Although often heard, I don't think I've ever gotten the exact meaning. I also thought it means "a little crazy", like 神经兮兮, I could be wrong. But it won't contradict Lucia's explanation either, as a "crazy" person will certainly behave mysteriously, oddly, unusually...


----------



## xiaolijie

To get the meaning of 神神道道的 in the present context, you have to know the context rolleyes, to know what was going on at the time the sentence was said.


----------



## yuechu

Thank you, everyone, for your replies!


----------



## Jun zhi

Totally agree with Lucia_zwl.
It means that one's behaviour is not normal, or even a little bit wierd.


----------



## OLIVIER783

南方人看了完全猜不到是什么意思。


----------



## otis8883

. If uve been told ur 神神道道, ur behaviour seems wierd, odd, etc to other people. Usually its all because what u have said, like u always talk  to urself that no one can understand and u can't stop talking, or u tell someone something and u get a response like this WHAT?! WTF? Uh..or completely ignored, but u keep saying. That's my personal understanding. Hope it helps.


----------



## andyhu

creepy, abnormal, looks like a follower of some unknowen cult etc.


----------



## rspcaf

I think it should be "神神叨叨"，a phrase to describe someone who acts abnormally like a person with a mental illness who babbles, speaks nonsense or talks to him/herself. But in most cases you know this guy is not insane. You say 神神叨叨 just to make fun of him/her. A perfect scenario for using this phrase is when a wife, half awake in the morning, hears her husband speaking aimlessly to himself something like "where is my razor, where did I put my phone, what time is it... " and then she complains "这一大早怎么神神叨叨的？"  “神神秘秘” is different because it usually doesn't involve speaking. For example, seeing his wife coming to him, a husband who was working on the computer a moment ago suddenly turns off his monitor as if trying to hide something from his spouse. And if he has done so repeatedly then his wife may ask, 你最近怎么老是神神秘秘的?


----------



## SimonTsai

I have heard of 神神道道 but never come across with 神神叨叨, both are accepted, though.
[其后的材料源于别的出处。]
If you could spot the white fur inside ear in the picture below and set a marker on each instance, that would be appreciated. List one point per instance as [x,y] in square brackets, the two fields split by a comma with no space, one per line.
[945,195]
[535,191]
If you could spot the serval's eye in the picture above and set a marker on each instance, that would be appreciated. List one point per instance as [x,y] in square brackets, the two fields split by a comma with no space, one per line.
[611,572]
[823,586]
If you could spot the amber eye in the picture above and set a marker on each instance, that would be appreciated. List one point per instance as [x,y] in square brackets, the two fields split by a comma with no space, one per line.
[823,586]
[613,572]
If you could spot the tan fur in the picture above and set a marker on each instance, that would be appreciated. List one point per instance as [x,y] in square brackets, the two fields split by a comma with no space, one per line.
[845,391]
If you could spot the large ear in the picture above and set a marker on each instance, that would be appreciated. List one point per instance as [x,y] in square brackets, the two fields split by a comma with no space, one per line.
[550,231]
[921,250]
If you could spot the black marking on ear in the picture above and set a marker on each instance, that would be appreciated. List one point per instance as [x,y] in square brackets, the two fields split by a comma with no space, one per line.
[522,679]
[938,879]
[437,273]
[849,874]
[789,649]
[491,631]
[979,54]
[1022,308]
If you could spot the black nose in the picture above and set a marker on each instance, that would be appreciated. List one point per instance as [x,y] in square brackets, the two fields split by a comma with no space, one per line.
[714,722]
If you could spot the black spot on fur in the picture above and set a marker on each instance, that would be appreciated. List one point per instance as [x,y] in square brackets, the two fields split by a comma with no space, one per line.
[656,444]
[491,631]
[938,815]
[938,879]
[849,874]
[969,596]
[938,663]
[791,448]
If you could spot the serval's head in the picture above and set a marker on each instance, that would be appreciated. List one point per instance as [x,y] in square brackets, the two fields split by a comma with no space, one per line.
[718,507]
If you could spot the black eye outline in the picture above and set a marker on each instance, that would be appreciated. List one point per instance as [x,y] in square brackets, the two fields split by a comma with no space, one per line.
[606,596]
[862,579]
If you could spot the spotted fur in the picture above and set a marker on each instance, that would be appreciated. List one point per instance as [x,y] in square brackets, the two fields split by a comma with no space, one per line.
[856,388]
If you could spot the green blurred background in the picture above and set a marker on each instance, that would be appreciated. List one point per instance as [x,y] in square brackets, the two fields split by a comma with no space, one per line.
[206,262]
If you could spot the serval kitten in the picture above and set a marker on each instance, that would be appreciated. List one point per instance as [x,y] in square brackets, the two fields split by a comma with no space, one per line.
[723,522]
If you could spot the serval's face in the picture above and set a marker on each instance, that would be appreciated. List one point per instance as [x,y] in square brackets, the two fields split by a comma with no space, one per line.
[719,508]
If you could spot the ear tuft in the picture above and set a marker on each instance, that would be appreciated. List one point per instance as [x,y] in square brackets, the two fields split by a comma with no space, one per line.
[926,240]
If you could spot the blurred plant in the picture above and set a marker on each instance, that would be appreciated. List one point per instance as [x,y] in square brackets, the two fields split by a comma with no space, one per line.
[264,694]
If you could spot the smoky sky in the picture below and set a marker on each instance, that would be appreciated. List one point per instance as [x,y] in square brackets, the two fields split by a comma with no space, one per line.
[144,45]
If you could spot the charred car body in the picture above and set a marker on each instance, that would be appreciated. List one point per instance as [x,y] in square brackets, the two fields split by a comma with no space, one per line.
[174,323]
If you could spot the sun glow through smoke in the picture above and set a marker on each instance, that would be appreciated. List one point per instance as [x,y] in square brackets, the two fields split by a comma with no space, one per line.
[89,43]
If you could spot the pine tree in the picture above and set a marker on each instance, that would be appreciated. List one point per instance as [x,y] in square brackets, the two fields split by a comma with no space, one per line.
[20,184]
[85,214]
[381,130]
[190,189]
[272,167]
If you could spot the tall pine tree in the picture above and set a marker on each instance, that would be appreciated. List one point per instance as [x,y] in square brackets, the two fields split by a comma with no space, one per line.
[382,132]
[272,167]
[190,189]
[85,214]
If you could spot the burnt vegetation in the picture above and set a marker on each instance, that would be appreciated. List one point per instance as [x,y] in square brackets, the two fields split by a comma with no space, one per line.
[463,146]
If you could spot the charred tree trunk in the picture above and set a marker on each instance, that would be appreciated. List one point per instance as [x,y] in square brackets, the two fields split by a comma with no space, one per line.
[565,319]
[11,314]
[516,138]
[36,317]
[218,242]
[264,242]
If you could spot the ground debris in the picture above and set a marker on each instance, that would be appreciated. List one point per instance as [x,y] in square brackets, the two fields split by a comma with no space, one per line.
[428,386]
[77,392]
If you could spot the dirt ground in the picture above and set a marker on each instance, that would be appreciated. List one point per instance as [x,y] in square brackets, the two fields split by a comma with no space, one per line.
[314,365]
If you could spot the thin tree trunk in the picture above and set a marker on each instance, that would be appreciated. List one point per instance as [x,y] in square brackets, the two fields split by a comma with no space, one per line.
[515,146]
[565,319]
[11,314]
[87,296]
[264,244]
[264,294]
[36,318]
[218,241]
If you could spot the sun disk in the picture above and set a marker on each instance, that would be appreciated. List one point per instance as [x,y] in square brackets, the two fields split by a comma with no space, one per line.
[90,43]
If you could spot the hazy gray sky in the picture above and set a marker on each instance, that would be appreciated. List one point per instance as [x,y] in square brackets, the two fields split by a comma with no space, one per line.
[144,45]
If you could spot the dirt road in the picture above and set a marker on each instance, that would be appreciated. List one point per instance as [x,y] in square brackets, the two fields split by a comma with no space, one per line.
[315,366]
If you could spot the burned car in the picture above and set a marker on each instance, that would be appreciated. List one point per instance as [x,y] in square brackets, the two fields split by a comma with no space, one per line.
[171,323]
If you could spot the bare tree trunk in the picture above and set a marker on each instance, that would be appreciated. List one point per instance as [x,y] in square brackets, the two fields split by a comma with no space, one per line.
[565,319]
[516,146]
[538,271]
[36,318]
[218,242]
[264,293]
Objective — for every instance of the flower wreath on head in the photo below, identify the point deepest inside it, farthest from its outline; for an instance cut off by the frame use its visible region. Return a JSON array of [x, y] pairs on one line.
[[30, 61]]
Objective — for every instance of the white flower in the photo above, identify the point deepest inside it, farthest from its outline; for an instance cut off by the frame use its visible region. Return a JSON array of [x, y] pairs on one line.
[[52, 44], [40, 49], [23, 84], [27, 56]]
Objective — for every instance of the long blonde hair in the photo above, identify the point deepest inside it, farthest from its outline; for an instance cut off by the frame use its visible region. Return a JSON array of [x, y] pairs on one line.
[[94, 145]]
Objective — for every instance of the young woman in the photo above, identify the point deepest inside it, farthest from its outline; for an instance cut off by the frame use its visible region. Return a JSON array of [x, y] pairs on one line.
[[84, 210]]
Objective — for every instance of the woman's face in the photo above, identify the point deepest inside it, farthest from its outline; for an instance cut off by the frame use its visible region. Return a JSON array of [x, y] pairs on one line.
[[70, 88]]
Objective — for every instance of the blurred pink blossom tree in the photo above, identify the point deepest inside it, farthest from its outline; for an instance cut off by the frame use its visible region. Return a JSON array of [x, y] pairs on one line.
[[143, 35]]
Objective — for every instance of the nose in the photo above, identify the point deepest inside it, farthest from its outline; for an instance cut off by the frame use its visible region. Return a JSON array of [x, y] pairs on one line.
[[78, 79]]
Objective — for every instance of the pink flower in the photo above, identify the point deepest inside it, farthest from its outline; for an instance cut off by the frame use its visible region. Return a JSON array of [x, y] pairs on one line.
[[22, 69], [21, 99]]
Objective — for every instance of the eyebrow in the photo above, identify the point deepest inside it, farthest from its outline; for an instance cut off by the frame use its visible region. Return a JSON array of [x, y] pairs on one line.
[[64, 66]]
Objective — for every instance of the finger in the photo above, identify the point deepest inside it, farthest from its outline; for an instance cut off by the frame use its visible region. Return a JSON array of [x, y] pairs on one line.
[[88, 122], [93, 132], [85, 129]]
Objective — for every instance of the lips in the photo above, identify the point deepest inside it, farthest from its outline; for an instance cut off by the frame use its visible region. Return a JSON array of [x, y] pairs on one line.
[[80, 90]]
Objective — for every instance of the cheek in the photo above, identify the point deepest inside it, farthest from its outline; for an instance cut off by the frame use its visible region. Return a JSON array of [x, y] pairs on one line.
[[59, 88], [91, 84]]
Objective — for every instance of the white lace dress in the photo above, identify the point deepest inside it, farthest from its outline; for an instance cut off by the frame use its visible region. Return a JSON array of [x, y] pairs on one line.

Personally, I prefer 神神道道. To me, 神神叨叨 = 神神道道 + 叨叨絮絮.

EDIT:
我是南方人，並不使用該語彙；以下純屬個人見解，如有誤，祈見諒：

「神」、「道」，在該詞語，皆與宗教有關。若某人言談舉止「神神道道」，則旁人看來，其有些兒瘋癲癡傻，像靈媒起乩，又或像在進行神祕的宗教儀式。


----------



## Skatinginbc

OLIVIER783 said:


> 南方人看了完全猜不到是什么意思。


說的是我, 沒聽過，也沒猜出其含義.


----------



## NewAmerica

Skatinginbc said:


> 說的是我, 沒聽過，也沒猜出其含義.



如果改用“行事象神棍、巫婆那样”你能理解吗？ 讥嘲对方办事带迷信色彩，靠不住，不可信。大陆小说里常用词。


----------



## Skatinginbc

SimonTsai said:


> 「神」、「道」，在該詞語，皆與宗教有關。





NewAmerica said:


> 象神棍、巫婆那样


「神」是神仙的神,「道」是道士的道？
他佛佛僧僧的, 迷信得很.


----------



## NewAmerica

Skatinginbc said:


> 「神」是神仙的神,「道」是道士的道？
> 他佛佛僧僧的, 迷信得很.



  依我之见，神乃神棍之神，道乃道婆之道。


----------



## stephenlearner

应该是“神神叨叨”，不是“神神道道”。如上面12楼所说，是形容一个人的说话，不是指他的行为。这个词应该源自道士、巫师、和尚为人治病赶鬼时会说一些神秘的话语，普通人听不懂。不然的话，这个词里不应该有“神神”。叨叨，就是他们说的那些奇怪的话。那生活里，如果一个人突然开始说一些别人听起来丈二和尚摸不着头脑的话，而且是迷信之类的话，就会说这个人神神叨叨的。如果他说的是高等物理，虽然你也听不懂，但不会说他神神叨叨的。


----------



## SimonTsai

SimonTsai said:


> To me, 神神叨叨 = 神神道道 + 叨叨絮絮.


我以為「神神道道」可以形容一個人說話，亦可形容一個人的舉止；「神神叨叨」則限於形容一個人說話：

小強一個人待在那兒，待在陰森森的角落裡，嘴裡嘀嘀咕咕，神神道道／神神叨叨。
小強待在那小房間裡，又搬金紙，又拿法器，神神道道／神神叨叨的。
但我畢竟不是北方人，想與華北以普通話為母語者再確認。


NewAmerica said:


> 依我之见，神乃神棍之神，道乃道婆之道。


完全同意。


SuperXW said:


> This Northern spoken usage is usually written: 小强他干嘛呀，这一大早的，神神叨叨的。


你的意思是「神神道道」即「神神叨叨」，後者更常見？


Skatinginbc said:


> 他佛佛僧僧的, 迷信得很.


未嘗聽過「佛佛僧僧」，但是有趣，在適當的語境或可使用。


----------



## NewAmerica

对于母语是英语的中文学习者来说，最重要的是引导他们学习官方认可的、或标准的、权威的看法：

《现代汉语词典》第6版：

【*神神道道*】shén•shendāodāo〈口〉[形] 状态词。形容言谈举止失常的样子：他成天～的，好像走火入魔了似的。也作神神叨叨。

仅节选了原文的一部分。